Les gouttes d’eau … et le balancier

Le coronavirus est donc le seau d’eau qui a fait commencer à se renverser l’outre. Seau d’eau car une pandémie mondiale représente quand même autre chose que « la goutte d’eau » qui fait déborder le vase ; … et l’outre car la forme souple qui s’affaisse est une image-métaphore qui correspond mieux à ce qui se passe que celle d’un vase rigide.

De toutes orientations politiques « on » convient que l’après ne sera pas comme l’avant. Le spectacle affligeant des gens qui se ruent dès la fin partielle du confinement, sans protection alors que le danger sanitaire est effectivement toujours là, dans les magasins et sur les terrasses, pourrait bien changer lorsqu’ils constateront les effets fort possibles de la dépression économique qui va immédiatement suivre, en fait qui est déjà là mais masquée par les mesures financières gouvernementales. On ne balayera pas d’un coup de baguette magique des décennies de réduction acharnée des coûts et des services publics contre tout bon sens. Mais la baisse de sens critique résultant des erreurs éducatives dans le confort du tout immédiat sans effort font, tristement, qu’une masse importante de gens ne réaliseront que dos au mur.

Le seau d’eau, donc une pandémie, mais une autre goutte d’eau s’ajoute, un meurtre inqualifiable qui devrait être jugé avec fermeté comme « homicide volontaire » (avec toutes les conséquences), celui du noir George Floyd. « Goutte d’eau » est une image, symbolique, car un seul homme est en effet un de plus après des centaines de milliers d’autres, pratiqués consciemment au cœur d’une culture pire qu’inique.

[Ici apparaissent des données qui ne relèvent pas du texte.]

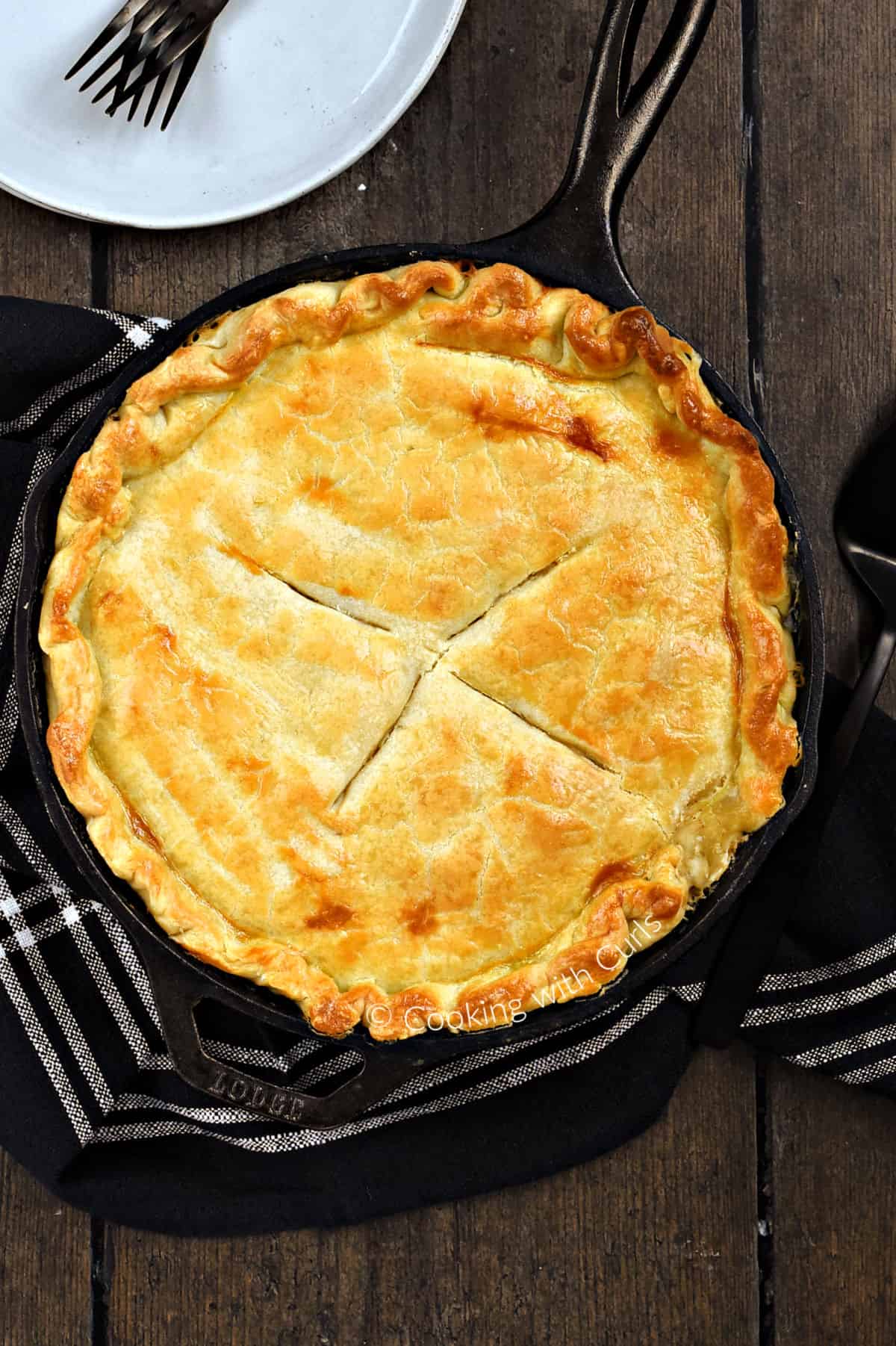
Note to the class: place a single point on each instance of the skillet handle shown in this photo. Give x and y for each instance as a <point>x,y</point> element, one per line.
<point>617,124</point>
<point>179,991</point>
<point>759,925</point>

Et cet événement, effectivement comme le relèvent les commentateurs, s’ajoute aux autres graves dysfonctionnements, réveillant de part ce surpoids d’inégalités les consciences aux Etats-Unis, puis dans d’autres Pays, dont en France.

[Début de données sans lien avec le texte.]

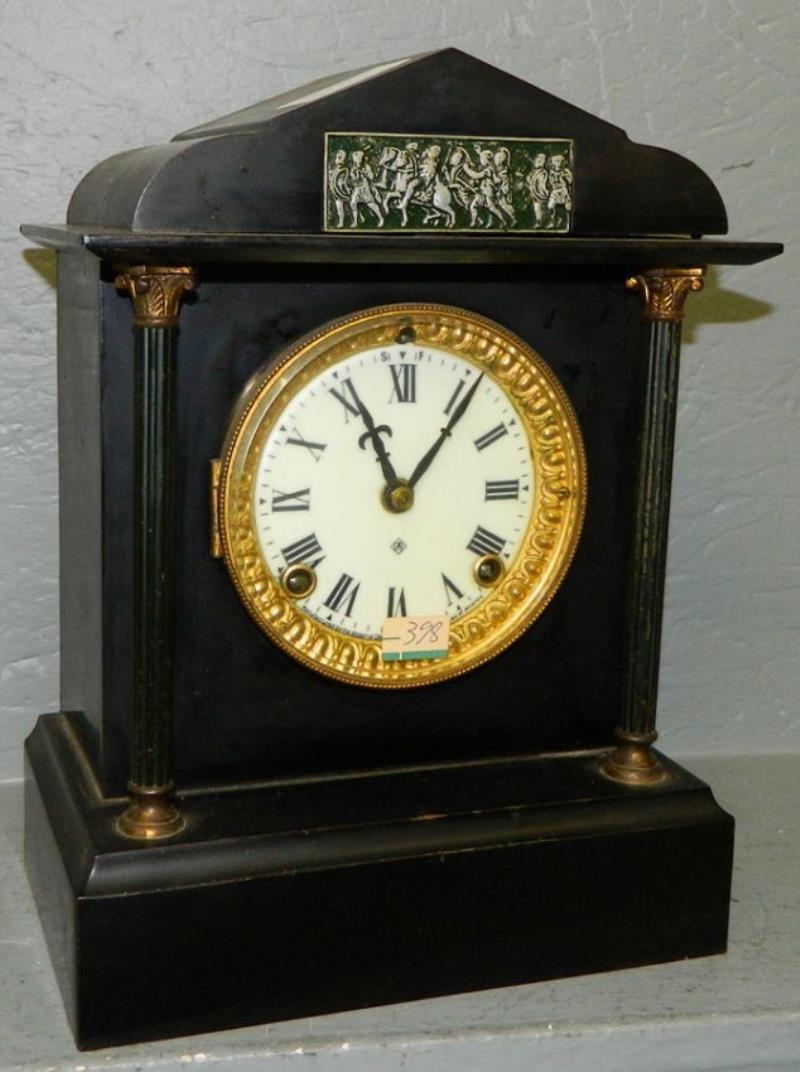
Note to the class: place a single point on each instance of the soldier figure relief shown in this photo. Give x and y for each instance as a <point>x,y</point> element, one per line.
<point>418,182</point>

Il est bien possible que la conjonction, certains y verraient synchronicité, d’évènements soient suffisante pour amener le balancier à modifier sa trajectoire et repartir dans une nouvelle direction. Nous sommes nombreux à avoir observé, tant dans les milieux scientifiques, que socio-économiques, que plusieurs traditions ésotériques, à chaque fois en plusieurs domaines, … que tous ont annoncé une année 2020 de changement radicaux, au delà de crises, impactant le système encore dominant. Les rapports et études, de fond ou de sensibilisation, se multiplient au point qu’il est devenu impossible de même parcourir tout ce qui est publié, en toutes langues. 2020 est et sera une année pivot.

En conséquences, certes avec résistances et réticences, les paysages politiques se modifient, … et il n’est pas évident que les propositions des acteurs issus de ces recompositions, mêmes si correctement objectivées et construites, satisfassent aux attentes et exigences des populations.

Tout ce mouvement est naturel en période longue de mutation de civilisation.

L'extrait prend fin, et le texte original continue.